Хьюз улыбнулся, оправляя рукав безупречного костюма.
— Есть два типа людей, Милн, — сказал он.
— Всего два?
— Помолчите, — строго сказал Хьюз. — Когда я говорю, следует молчать, иначе невежливо. Так вот, есть два типа людей. Люди, увлекающиеся конспирологией. И люди, не увлекающиеся конспирологией. Конспирология плоха тем, что очень увлекает и затягивает. Получается неимоверное количество вариантов, что затрудняет не только работу детектива, но и обыкновенные мыслительные процессы рядового гражданина. Посему я предпочитаю не увлекаться конспирологией.
— То есть вы попросту отметаете любой вариант, имеющий признаки принадлежности к конспирологии.
— Да.
— Всегда отметаете.
— Всегда.
— Третьего не дано?
— Не понял.
— Нельзя ли допускать конспирологическое решение временами, не часто, раз в год, например?
— Нельзя. Вредит работе.
— Да, прав Стенька, — задумчиво протянул Милн. — Знак — он Знак и есть, все подвержены, везде только два варианта, остальные отметаются.
Хьюз не счел нужным спросить, кто такой Стенька.

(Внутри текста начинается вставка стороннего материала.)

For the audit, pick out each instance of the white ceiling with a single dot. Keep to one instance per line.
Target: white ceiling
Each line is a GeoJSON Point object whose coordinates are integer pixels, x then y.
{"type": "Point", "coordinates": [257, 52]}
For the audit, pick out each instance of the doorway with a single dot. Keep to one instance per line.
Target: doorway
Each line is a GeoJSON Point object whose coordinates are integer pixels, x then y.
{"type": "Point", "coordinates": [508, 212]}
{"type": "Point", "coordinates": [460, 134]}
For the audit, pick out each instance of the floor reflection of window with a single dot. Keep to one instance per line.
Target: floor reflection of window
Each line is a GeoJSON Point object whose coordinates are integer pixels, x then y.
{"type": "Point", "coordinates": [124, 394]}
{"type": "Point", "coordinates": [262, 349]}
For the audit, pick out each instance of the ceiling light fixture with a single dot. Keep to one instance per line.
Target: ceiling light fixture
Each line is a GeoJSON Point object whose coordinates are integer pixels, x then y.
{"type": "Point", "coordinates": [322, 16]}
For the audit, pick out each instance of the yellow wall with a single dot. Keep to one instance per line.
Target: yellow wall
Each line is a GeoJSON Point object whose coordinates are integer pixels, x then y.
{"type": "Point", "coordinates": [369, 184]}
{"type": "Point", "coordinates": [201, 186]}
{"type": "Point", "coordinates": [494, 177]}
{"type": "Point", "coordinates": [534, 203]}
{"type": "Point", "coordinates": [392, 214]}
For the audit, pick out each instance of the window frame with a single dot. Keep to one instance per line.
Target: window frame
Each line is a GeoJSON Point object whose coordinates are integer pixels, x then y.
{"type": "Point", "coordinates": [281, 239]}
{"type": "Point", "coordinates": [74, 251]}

— А чего вы ожидали? — спросил он риторически. — Говорят, что человек единовременно может помнить только о семи вещах. Семь вещей — это очень много. Две — гораздо удобнее. Это как с цензурой. Нынче в моде свободный выбор, все этим выбором бредят, и цензура поэтому слегка расплывчатая стала. Публике, для создания иллюзии выбора, предлагаются два варианта, оба прошедшие цензуру, и состоящее в легком противоречии друг с другом. Делается вид, что остальных вариантов просто не существует. Когда человек высказывает предположение, что есть еще варианты, на него смотрят, как на сумасшедшего. Как в русской шутке про Рабиновича, который спросил, нет ли в хозяйстве другого глобуса.
— Шутка не о том. Кроме того, русские называют шутки анекдотами. Уж не знаю, почему. Как вы думаете, Хьюз — почему?
— Не знаю. Возможно, шутки им представляются былью, чем-то, на самом деле произошедшим. Кроме того, русские очень любят политические шутки.